The continuation of Obama’s regional policy means that the LAF is now a suitable screen for everyone involved, including Hezbollah and Hariri—to say nothing of the LAF itself—to benefit from American largesse while the implementers of the pro-Iran re-alignment policy—like Brett McGurk—continue their work under Trump. The LAF is the conduit, and the stage is its supposed confrontation with ISIS. To be sure, however, this theatrical production with the LAF also has an ongoing negotiationchannel with ISIS.

For its own part, Hezbollah wants to strengthen its military and political control of vast territories of Lebanon and Syria by clearing the last patch of the border between its Lebanese and Syrian holdings. It also wants to strengthen overt, official coordination between the Lebanese government and the Assad regime—something it already initiated in the Arsal operation, through the participation of the Syrian regime’s air force and through the negotiations for Nusra’s evacuation.

The point of these maneuvers is hardly a secret inside Lebanon. As the Arsal operation concluded, the pro-Hezbollah Al-Akhbar ran the headline: “The [Arsal] Outback Agreement: Security coordination with Damascus, with political cover.” The article went on to say that the deal’s implication was that “security coordination with the regime of President Bashar Assad is inevitable, regardless of any political objection.”

Hariri has raised objections to overt coordination with Assad even as he angles to get in on the Syrian reconstruction racket. But if Hezbollah and its allies are going to have their way anyway, the Lebanese Prime Minister figures he might as well rope in Washington to get American cover, or at least the semblance thereof. Perhaps the Americans will provide a buffer against Hezbollah, while also buying them off. But that’s more of a wistful, wishful thought, spoken out loud to make himself and perhaps the Americans feel better than a likelihood, or even a reasonable possibility. In other words, it’s part of the con.

The Lebanese are playing up the idea of an LAF-ISIS showdown to get the Americans to pay up. But Lebanon is not only roping us in to become complicit in their potential coordination with Assad. It’s a lot worse than that. As the CSIS report advocates, the Lebanese are out to leverage U.S. political and military power, including the presence of U.S. Special Operations personnel in Lebanon—even raising all kinds of propositions, including that the LAF request direct U.S. military involvement on their side. Otherwise, the pitch goes, both ISIS and Hezbollah will win! And that would be America’s fault, of course.

The ramifications of the Lebanese con game are as serious as they are vile, even aside from continuing the Obama-era redefining of the purpose of the aid, and re-writing UNSCR 1701 in support of a pro-Iran power configuration in Lebanon. The Lebanese are now asking the United States and the United Kingdom to increase their investment in Lebanon and to deploy more assets in the border area, effectively turning the U.S. military into the guardians of Iran’s logistical routes between its Lebanese and Syrian territories.

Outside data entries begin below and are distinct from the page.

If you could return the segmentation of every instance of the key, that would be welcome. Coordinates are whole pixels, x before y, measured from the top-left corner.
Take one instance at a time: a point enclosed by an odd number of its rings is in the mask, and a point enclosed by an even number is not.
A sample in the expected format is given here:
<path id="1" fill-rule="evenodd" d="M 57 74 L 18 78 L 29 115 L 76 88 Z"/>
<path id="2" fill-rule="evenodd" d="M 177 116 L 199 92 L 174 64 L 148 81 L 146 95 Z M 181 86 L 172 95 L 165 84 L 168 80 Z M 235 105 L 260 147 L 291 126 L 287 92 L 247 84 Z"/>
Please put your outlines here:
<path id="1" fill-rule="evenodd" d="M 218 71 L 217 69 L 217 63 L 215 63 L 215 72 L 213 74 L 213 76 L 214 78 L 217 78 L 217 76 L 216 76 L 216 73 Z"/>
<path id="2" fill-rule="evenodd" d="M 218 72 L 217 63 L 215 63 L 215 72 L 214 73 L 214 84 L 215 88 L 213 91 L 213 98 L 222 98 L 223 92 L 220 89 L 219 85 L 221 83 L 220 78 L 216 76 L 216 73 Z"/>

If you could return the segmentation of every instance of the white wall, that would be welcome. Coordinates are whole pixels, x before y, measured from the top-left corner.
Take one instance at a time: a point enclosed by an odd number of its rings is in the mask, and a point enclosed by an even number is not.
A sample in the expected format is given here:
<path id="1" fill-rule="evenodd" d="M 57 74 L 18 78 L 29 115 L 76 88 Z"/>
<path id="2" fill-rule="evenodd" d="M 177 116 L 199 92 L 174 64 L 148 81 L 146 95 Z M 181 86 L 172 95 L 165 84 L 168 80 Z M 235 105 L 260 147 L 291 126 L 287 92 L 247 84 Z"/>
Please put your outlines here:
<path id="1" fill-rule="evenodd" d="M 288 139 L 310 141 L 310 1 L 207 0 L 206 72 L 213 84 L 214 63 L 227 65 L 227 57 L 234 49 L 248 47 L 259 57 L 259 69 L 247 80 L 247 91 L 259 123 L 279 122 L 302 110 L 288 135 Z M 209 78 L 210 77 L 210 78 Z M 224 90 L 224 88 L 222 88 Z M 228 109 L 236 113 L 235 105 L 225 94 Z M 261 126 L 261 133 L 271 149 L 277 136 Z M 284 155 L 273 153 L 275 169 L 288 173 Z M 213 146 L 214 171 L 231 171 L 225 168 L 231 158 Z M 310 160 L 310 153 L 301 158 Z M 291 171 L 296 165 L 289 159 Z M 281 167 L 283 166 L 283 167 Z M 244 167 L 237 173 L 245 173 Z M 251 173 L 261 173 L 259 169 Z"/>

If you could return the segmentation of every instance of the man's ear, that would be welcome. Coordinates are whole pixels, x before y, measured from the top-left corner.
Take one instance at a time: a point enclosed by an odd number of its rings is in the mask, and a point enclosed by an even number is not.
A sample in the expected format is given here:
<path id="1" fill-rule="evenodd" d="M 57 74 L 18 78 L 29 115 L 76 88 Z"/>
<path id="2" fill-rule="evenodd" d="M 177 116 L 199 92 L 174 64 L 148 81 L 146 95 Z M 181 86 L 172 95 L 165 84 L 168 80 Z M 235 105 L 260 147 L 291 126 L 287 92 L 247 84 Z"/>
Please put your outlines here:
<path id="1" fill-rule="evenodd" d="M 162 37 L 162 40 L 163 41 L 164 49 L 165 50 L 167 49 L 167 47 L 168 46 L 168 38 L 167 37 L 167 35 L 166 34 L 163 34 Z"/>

The Lebanese Big Con obviously also threatens Israel. Eastern Lebanon is the area through which Iran brings in arms to Hezbollah. As Hezbollah and the IRGC have dug in on both sides of the Lebanon-Syria border, turning a lot of the Syrian side into military positions, the area now serves as strategic depth for the group in any future war with Israel—and will most likely be another theater of war. As I noted last week, the Lebanese are leveraging U.S. investment in the LAF to constrain Israel in any future conflict: If Israel returns fire, it will be destroying military infrastructure and weapons paid for by the United States. Asking for the United States to increase its own direct deployment in Lebanon turns American servicemen into human shields to deter Israel.

The bottom line is simple: The Lebanese government, Hezbollah, and the LAF are running a con game together, and America is the mark.